If you advocate reversion to agrarian organization, perhaps. But no replication of exchange markets of independent artisans and traders (with minimal wage labor), would be feasible in industrialized society, I'd say. But I don't advocate republican market socialism as an ultimate end at any rate; in a politically stable Western country, it is and must be a transitional phase.
 
If you advocate reversion to agrarian organization, perhaps.
Well like most distributists and Kropotkinian anarchists I advocate a better integration of urban and rural society and a remembrance of the importance of agriculture and yeomanry in a healthy society.

But no replication of exchange markets of independent artisans and traders (with minimal wage labor), would be feasible in industrialized society, I'd say. But I don't advocate republican market socialism as an ultimate end at any rate; in a politically stable Western country, it is and must be a transitional phase.

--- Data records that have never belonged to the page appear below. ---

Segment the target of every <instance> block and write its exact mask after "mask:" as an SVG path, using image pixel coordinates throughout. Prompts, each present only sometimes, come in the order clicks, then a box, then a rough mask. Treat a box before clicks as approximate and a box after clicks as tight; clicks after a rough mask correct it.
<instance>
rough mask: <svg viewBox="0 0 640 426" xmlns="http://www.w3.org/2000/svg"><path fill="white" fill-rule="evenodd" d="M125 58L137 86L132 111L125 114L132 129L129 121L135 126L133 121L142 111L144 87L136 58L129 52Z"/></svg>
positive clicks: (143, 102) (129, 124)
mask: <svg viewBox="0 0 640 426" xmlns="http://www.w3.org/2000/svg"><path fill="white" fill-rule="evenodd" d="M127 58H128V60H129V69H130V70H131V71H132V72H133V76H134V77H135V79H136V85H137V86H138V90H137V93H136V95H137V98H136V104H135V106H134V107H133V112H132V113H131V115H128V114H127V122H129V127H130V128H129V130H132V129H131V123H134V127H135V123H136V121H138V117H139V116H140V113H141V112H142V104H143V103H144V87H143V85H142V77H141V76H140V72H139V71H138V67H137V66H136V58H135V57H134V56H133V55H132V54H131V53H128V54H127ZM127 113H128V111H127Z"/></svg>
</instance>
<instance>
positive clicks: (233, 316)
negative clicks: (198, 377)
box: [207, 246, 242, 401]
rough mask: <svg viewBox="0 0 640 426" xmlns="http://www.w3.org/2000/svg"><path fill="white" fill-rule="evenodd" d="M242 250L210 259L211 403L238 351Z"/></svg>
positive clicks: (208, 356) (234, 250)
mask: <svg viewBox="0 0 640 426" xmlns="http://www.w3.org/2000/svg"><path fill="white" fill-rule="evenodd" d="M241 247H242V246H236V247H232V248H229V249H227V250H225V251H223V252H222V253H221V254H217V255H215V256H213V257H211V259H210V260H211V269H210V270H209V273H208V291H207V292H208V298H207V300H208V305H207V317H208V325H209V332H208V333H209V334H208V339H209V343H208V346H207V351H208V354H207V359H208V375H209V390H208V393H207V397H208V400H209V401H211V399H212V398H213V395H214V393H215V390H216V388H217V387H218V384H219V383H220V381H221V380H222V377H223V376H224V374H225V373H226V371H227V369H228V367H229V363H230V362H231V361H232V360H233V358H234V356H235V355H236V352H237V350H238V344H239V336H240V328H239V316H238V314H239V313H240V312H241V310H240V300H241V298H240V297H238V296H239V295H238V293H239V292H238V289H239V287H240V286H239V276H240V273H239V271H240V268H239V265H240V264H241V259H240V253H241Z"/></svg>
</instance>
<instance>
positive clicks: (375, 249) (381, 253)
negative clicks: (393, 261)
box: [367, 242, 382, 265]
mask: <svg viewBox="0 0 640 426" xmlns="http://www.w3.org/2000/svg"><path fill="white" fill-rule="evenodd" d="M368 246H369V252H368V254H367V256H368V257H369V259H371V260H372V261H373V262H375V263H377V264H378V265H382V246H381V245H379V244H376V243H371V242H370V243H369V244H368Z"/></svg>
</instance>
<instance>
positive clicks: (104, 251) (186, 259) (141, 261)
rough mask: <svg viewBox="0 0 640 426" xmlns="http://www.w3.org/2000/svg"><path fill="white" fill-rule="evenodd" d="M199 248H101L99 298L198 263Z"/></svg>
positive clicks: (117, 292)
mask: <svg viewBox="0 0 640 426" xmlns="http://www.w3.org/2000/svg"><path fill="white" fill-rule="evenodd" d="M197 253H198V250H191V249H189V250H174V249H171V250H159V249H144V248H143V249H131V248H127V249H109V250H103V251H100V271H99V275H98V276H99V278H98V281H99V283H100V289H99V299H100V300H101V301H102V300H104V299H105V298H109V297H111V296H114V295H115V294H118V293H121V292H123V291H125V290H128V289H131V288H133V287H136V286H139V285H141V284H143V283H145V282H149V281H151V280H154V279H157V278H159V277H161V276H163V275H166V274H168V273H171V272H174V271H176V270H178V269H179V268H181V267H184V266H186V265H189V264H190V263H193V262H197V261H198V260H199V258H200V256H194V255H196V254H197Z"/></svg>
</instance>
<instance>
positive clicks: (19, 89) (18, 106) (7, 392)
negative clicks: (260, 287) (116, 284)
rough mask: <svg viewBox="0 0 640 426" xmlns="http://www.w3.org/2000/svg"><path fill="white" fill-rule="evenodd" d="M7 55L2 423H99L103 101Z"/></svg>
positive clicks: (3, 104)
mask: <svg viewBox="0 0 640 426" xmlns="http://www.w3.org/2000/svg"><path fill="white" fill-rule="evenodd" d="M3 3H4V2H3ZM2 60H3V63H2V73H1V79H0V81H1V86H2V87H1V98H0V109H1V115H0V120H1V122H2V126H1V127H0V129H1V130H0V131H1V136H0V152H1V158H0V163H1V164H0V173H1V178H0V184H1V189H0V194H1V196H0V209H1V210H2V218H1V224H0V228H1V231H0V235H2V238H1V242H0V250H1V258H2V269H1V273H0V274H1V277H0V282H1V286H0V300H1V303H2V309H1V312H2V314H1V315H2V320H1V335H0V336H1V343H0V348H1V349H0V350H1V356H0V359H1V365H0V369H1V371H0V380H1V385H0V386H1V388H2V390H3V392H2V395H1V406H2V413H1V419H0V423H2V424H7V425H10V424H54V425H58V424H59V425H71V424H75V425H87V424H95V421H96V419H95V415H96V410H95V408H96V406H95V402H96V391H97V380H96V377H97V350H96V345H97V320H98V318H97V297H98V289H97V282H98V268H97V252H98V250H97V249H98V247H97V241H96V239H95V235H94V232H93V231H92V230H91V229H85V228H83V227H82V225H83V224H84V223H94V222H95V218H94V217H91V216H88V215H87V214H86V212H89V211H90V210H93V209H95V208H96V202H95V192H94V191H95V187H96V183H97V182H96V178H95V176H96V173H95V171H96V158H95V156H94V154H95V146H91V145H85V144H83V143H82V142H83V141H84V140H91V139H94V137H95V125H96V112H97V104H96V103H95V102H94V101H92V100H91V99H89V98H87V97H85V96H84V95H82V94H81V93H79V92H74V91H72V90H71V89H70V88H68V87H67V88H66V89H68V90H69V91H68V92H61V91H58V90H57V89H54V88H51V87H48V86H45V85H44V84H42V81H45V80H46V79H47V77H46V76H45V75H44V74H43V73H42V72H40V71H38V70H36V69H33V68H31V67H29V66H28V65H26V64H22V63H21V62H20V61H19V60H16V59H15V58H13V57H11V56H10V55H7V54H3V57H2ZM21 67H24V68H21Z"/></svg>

I'd say it would very much be feasible. You'd have bigger firms of modified wage labour and co-operatives but there could easily be a lot bigger section represented by family and very small firms. In fact today a large section of the economy is such. Kropotkin himself wrote extensively on the possibilities of small-scale industry as have many others from Lewis Mumford to Kevin Carson. It would be a very changed economy but it is definitely possible.

Oh and if anyone wants to object with rubbish about starvation I suggest they look into John Jeavons.
 
The true answer is just the opposite -- LIMITED government.